What is the use of LLM as SERP?

In DeepSearch /RAG or any system that relies on external information, an inevitable question is: how to determine whether the current problem can be solved by LLM's own knowledge or must rely on external information to solve it? The current common practice is to adopt a routing strategy based on prompt words, and use prompt words like this:

- For greetings, small talk, or general knowledge questions, answer directly without retrieving external information.
- For other questions, provide answers that are verified based on external knowledge and give exactQuote and corresponding URL as reference.

However, this approach is not immune to omissions: sometimes it triggers searches unnecessarily, and sometimes it misses critical information needs. In particular, some newer reasoning models often wait until halfway through the generation process before determining whether external data is needed.

So what if the search is indiscriminate from the beginning?

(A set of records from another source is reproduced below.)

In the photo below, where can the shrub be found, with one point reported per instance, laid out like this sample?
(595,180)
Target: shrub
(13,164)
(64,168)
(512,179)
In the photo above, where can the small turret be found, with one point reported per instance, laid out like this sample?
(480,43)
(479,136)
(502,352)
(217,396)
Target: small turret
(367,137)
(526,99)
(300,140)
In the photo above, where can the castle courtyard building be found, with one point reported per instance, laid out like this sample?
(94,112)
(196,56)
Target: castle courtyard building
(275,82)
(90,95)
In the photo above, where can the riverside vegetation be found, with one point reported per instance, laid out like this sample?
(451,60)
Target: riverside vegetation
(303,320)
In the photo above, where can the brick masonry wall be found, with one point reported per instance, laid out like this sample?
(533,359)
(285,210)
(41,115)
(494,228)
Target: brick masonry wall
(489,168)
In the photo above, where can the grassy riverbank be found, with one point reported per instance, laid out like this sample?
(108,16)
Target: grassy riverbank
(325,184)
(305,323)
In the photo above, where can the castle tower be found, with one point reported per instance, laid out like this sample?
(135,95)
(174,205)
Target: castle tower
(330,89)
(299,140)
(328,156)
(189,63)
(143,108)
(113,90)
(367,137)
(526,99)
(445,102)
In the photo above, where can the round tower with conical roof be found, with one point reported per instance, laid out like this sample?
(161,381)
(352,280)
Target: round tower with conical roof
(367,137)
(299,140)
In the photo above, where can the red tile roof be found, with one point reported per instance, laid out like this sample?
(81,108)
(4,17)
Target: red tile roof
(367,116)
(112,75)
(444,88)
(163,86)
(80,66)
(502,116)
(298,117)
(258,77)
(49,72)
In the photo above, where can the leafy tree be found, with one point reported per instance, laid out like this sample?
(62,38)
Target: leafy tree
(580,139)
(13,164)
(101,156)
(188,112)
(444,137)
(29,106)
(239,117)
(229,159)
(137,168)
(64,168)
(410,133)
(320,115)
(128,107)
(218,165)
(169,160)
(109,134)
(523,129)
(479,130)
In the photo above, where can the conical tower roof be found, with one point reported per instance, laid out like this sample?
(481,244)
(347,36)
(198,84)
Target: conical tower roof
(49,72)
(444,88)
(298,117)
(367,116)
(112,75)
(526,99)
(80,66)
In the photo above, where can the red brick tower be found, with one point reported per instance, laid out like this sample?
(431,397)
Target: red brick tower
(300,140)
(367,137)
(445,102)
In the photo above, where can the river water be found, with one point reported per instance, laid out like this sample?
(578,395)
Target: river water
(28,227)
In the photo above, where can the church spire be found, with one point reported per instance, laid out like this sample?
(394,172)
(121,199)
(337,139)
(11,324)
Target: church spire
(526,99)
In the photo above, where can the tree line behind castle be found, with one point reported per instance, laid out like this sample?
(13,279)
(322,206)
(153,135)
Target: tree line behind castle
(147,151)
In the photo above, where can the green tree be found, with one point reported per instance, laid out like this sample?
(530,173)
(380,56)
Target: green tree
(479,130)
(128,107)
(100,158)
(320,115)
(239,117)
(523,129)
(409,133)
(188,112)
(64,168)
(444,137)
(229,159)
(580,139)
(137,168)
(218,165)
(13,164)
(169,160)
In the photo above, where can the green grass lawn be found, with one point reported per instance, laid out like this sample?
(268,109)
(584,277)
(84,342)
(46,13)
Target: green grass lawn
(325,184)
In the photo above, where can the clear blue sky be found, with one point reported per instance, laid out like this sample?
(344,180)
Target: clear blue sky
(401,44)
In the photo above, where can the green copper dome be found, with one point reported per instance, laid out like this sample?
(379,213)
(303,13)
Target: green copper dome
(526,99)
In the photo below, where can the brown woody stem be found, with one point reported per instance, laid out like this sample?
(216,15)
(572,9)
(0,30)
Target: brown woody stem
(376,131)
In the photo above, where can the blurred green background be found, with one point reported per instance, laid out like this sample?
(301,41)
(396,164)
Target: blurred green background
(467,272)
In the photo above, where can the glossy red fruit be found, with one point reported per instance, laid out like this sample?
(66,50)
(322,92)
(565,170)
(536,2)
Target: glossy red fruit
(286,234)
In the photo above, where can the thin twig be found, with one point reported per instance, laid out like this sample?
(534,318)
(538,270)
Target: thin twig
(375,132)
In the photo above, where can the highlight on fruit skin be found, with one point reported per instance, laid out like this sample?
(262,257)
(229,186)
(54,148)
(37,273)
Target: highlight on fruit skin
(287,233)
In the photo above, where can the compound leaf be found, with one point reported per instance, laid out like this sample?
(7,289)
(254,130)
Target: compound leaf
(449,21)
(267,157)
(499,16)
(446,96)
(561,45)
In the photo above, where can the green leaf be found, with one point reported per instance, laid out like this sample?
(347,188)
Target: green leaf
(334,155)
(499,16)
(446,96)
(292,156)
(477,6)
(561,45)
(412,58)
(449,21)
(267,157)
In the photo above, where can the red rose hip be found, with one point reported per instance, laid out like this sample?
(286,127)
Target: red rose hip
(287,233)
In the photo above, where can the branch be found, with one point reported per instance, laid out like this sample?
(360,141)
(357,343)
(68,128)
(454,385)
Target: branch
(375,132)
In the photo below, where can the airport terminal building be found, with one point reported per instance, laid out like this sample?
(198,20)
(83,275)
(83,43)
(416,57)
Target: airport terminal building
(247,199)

We can call the real search engine API and LLM as SERP at the same time. This avoids the trouble of making routing decisions in the early stage and postpones the decision to the downstream. In the subsequent stages, we can directly compare the results of the two: one is the latest data from real search, and the other is the knowledge within the LLM training deadline and possible bias information.

The search results provided by LLM-SERP will mix real knowledge and fictional information (i.e., "illusions"). Since real search engines provide fact-based content, and LLM provides semi-real and semi-fictional content, in general, the proportion of real content will be higher, so the subsequent reasoning steps can naturally focus on real knowledge.

Next, LLM can find the contradictions and consensus between the results through simple summarization, and summarize the real information according to the freshness and reliability of the information source. Summarizing is the strength of LLM, so we don’t need to hard-code these complex logics into the prompt words.

Of course, we can also use Jina Reader to visit the URL of each search result and verify the information by visiting the web page. This step of verification cannot be omitted in any case. Never just look at the summary provided by the search engine, no matter whether the search engine is real or fake.

in conclusion

By using LLM as SERP, we transform the binary question of "Is this within the knowledge of the model?" into a more reliable evidence weighting process. This avoids the need to route through the pre-system prompt words in the DeepSearch system. Of course, the assumed logical chain of this application scenario is:

  1. The training of a large model is expected to be equivalent to a small high-quality search engine.

  2. As the big model continues to develop, the hallucination problem will be alleviated. The knowledge cutoff and the hallucination problem are relatively independent, that is, a perfect big model should have zero hallucination when answering questions that fall before the knowledge cutoff. Hallucinations will only appear when answering questions that fall after the knowledge cutoff.

  3. The information on the Internet is both true and false, and the information on large models is also both true and false .

  4. When doing search grounding, we don’t need to worry too much about the problem of truth or falsehood, but only need to consider the recall rate. The summary, that is, improving the precision, is left to the big model.